The Gulf Crisis as Teacher

ONCE we get past the Gulf crisis, it might be a good idea to look at the ability of American policymakers to understand basic historical forces as well as the connection between causes and effects. Begin with Iraq.

Iraq today possesses a wide array of modern weapons - planes, tanks, missiles. The notion prevails that all these weapons come from the Soviet Union. A great many of the weapons were attained from the United States in the administration of Jimmy Carter. The US had badly underestimated the depth of popular opposition to the Shah of Iran after long years of despotism. When the Ayatollah Khomeini swept into power, anti-Shah feeling in Iran carried over to the US because of its identification with the old regime. US policy architects at the time regarded Iraq as a useful counter-power to Iran. The role of the US in accelerating a war momentum in Iraq against Iran is not a pretty one. Yes, the Soviet Union became a heavy arms supplier, but we got there first.

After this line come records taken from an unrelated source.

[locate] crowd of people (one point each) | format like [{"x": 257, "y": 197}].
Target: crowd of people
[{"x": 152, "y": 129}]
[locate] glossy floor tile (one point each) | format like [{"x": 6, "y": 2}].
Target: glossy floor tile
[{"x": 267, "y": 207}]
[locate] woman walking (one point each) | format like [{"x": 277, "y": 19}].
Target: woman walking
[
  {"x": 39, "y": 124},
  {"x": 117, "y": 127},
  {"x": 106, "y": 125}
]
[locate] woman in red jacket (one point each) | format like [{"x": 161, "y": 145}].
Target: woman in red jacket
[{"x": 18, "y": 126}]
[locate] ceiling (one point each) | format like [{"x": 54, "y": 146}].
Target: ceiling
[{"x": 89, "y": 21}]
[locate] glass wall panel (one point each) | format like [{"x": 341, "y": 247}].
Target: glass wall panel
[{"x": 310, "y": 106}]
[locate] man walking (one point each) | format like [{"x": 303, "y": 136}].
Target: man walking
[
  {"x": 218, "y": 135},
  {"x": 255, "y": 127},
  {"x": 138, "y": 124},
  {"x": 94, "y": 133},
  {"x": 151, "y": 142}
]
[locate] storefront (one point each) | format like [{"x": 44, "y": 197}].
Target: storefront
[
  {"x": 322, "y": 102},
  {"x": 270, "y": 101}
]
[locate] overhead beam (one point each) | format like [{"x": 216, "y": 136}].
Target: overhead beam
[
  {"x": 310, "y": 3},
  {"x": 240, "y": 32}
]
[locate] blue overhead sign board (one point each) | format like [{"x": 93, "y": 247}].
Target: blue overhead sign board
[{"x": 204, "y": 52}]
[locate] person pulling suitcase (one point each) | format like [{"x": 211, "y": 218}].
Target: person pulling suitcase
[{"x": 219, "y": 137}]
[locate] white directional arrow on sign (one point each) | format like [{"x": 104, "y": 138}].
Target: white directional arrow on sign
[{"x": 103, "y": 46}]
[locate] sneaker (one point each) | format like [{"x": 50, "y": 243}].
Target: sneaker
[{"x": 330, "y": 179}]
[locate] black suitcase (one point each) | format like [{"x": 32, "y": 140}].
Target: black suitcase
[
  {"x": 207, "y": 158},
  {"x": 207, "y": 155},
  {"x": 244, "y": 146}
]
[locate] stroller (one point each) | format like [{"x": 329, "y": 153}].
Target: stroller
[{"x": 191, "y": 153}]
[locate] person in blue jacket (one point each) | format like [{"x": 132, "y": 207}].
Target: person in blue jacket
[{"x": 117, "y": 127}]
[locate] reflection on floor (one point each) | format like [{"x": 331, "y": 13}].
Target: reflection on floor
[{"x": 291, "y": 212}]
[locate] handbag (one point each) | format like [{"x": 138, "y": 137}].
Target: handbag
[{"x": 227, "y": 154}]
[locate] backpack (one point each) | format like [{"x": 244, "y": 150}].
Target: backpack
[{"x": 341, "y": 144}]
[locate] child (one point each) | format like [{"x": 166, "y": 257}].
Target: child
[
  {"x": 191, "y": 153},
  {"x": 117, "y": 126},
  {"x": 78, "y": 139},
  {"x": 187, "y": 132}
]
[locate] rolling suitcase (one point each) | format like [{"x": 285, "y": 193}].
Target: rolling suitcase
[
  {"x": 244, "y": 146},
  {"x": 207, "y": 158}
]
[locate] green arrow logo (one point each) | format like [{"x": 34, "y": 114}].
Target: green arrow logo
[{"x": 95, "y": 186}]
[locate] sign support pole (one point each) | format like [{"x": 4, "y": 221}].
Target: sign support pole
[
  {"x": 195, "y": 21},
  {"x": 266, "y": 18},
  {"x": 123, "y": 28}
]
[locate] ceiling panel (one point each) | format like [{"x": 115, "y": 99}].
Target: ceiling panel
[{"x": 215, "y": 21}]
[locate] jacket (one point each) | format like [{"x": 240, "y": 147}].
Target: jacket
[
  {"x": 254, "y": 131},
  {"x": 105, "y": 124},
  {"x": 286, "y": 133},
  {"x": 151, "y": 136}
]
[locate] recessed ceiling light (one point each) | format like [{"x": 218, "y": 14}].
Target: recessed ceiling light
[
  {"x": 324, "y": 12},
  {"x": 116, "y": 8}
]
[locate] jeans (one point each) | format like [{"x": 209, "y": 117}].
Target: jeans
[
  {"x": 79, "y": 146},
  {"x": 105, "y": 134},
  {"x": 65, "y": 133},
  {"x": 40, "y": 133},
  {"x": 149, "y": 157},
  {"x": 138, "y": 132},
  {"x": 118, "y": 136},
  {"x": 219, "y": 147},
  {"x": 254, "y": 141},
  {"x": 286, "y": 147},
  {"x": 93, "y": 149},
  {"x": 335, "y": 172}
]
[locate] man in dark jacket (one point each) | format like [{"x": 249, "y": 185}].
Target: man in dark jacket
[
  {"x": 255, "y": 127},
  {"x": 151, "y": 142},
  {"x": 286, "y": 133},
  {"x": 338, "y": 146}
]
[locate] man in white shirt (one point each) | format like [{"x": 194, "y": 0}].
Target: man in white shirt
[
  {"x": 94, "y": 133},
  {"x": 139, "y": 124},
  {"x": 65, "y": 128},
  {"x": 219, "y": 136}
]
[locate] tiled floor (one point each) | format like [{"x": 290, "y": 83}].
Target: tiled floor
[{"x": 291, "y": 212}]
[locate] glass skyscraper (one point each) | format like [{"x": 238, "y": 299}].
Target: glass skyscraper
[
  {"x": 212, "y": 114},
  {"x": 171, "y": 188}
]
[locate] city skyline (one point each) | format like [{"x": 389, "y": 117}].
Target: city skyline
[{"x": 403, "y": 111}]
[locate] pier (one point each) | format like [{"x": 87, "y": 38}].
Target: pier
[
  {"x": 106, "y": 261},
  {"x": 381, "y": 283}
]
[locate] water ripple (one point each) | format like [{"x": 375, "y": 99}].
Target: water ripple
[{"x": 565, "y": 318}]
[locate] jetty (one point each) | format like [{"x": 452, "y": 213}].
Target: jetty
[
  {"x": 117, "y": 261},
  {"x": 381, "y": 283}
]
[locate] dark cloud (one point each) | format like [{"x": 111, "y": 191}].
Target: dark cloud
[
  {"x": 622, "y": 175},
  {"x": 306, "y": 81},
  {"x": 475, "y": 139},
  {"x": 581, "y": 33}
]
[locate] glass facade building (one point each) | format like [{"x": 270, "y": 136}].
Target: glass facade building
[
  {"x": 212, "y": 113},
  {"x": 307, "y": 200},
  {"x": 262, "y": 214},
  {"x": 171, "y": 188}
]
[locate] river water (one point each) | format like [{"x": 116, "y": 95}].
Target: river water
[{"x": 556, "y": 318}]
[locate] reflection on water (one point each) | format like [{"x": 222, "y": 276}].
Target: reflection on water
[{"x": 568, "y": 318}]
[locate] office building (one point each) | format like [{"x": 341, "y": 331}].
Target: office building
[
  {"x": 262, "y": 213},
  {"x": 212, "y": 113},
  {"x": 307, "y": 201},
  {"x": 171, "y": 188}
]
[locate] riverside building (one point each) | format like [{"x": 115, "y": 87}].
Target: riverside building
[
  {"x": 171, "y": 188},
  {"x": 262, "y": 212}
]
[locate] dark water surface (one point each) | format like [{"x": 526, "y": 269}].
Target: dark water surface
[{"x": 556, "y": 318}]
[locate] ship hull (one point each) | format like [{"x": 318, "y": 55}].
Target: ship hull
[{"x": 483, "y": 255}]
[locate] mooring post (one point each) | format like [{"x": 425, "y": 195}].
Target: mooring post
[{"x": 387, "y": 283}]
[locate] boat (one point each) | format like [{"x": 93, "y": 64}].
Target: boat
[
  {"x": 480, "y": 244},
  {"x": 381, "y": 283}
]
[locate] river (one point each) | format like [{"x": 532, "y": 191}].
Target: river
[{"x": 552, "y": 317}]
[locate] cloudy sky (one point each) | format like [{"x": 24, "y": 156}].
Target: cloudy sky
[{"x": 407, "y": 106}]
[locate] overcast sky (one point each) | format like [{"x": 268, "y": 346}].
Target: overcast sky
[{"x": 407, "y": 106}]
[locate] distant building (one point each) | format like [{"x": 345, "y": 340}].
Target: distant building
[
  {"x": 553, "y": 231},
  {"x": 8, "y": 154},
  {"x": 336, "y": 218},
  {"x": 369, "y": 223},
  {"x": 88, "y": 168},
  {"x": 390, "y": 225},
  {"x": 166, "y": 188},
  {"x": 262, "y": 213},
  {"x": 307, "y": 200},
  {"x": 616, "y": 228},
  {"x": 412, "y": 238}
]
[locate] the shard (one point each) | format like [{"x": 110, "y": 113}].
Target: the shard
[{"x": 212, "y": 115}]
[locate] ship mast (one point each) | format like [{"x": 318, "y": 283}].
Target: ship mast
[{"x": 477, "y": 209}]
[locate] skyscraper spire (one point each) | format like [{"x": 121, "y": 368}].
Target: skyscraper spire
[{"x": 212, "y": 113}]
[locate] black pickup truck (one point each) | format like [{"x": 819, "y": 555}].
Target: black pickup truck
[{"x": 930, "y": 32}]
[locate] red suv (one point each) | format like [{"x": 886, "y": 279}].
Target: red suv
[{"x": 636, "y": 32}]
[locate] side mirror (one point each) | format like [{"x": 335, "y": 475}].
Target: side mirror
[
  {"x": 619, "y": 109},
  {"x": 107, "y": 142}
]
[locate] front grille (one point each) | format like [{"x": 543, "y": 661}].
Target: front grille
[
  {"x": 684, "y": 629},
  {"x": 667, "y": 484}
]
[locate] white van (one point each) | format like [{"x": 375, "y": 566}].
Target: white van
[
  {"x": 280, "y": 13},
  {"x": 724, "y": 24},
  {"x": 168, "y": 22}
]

Our grotesque miscalculation on Iraq was not the first of its kind. We got into Vietnam because we conceived of communism as a unified world force. The fear was that if we didn't stop communism in Vietnam it would spill over into all Indochina and from there into Singapore, Indonesia, and the Indian subcontinent. We failed in Vietnam, but we were to discover that nationalism was a far greater force than ideology.

In the aftermath of that war, Communist forces in Vietnam fell to fighting with Communist forces in Cambodia. Old nationalist tensions between China and Vietnam broke out. Meanwhile, territorial quarrels between the Soviet Union and the People's Republic of China grew hostile. The story of our miscalculation is writ large in the thousands of names of American soldiers engraved on the Vietnam memorial wall in Washington.

US policy toward the United Nations is reflected in its opposition to efforts to strengthen the UN and give it the means to deal with basic causes of war. We not only vetoed initiatives to give the UN the capability to maintain the peace but we cut back on our financial support of the world organization. The most important building block in the peaceful resolution of conflicts is the World Court. Yet, when the actions of the US in Nicaragua were brought before the World Court, the US refused to accept the jurisdiction of the court. As a result, the US today cannot propose to bring the Gulf crisis before the court as a way of resolving a conflict that could set fire not just to the Middle East but to the world.

If we can squeeze by the present crisis, we could make no greater contribution to world peace than to support a call under Article 109 of the UN Charter for a conference to consider ways of strengthening the UN, so that it will not have to improvise in order to contain a serious crisis.

The big lesson to be learned from the Gulf crisis is that effective world organization is the only way of averting a nuclear holocaust. This calls for mechanisms that transcend the power and policies of individual nations. The only reason the Security Council was able to act against Iraqi aggression was that the US and the Soviet Union were in accord. It is absurd and irresponsible, however, to assume that all future major crises will find the US and USSR on the same side. It becomes mandatory, therefore, for the UN to act effectively even when the two superpowers are not in agreement - or, even more significantly - when tensions between these two governments threaten to become combustible.

Building a fully functional world organization capable of creating and interpreting world law will not be easy. But it is folly to think we can have enduring peace without it. At one of their future summit meetings, therefore, it might be useful for President Bush and President Gorbachev to go beyond Middle East issues and to consider ways of developing the UN into a genuine peacemaking institution. The superpowers will have to cross the Rubicon from their present notions of absolute national sovereignty to an acceptance of the world as a single geographic unit that needs the responsible powers of governance.

The meaning of the Gulf crisis is that the world is too small for anarchy - whether reflected in aggression by one nation against another or by the delusion of nations, especially the superpowers, that they can go it alone in the world.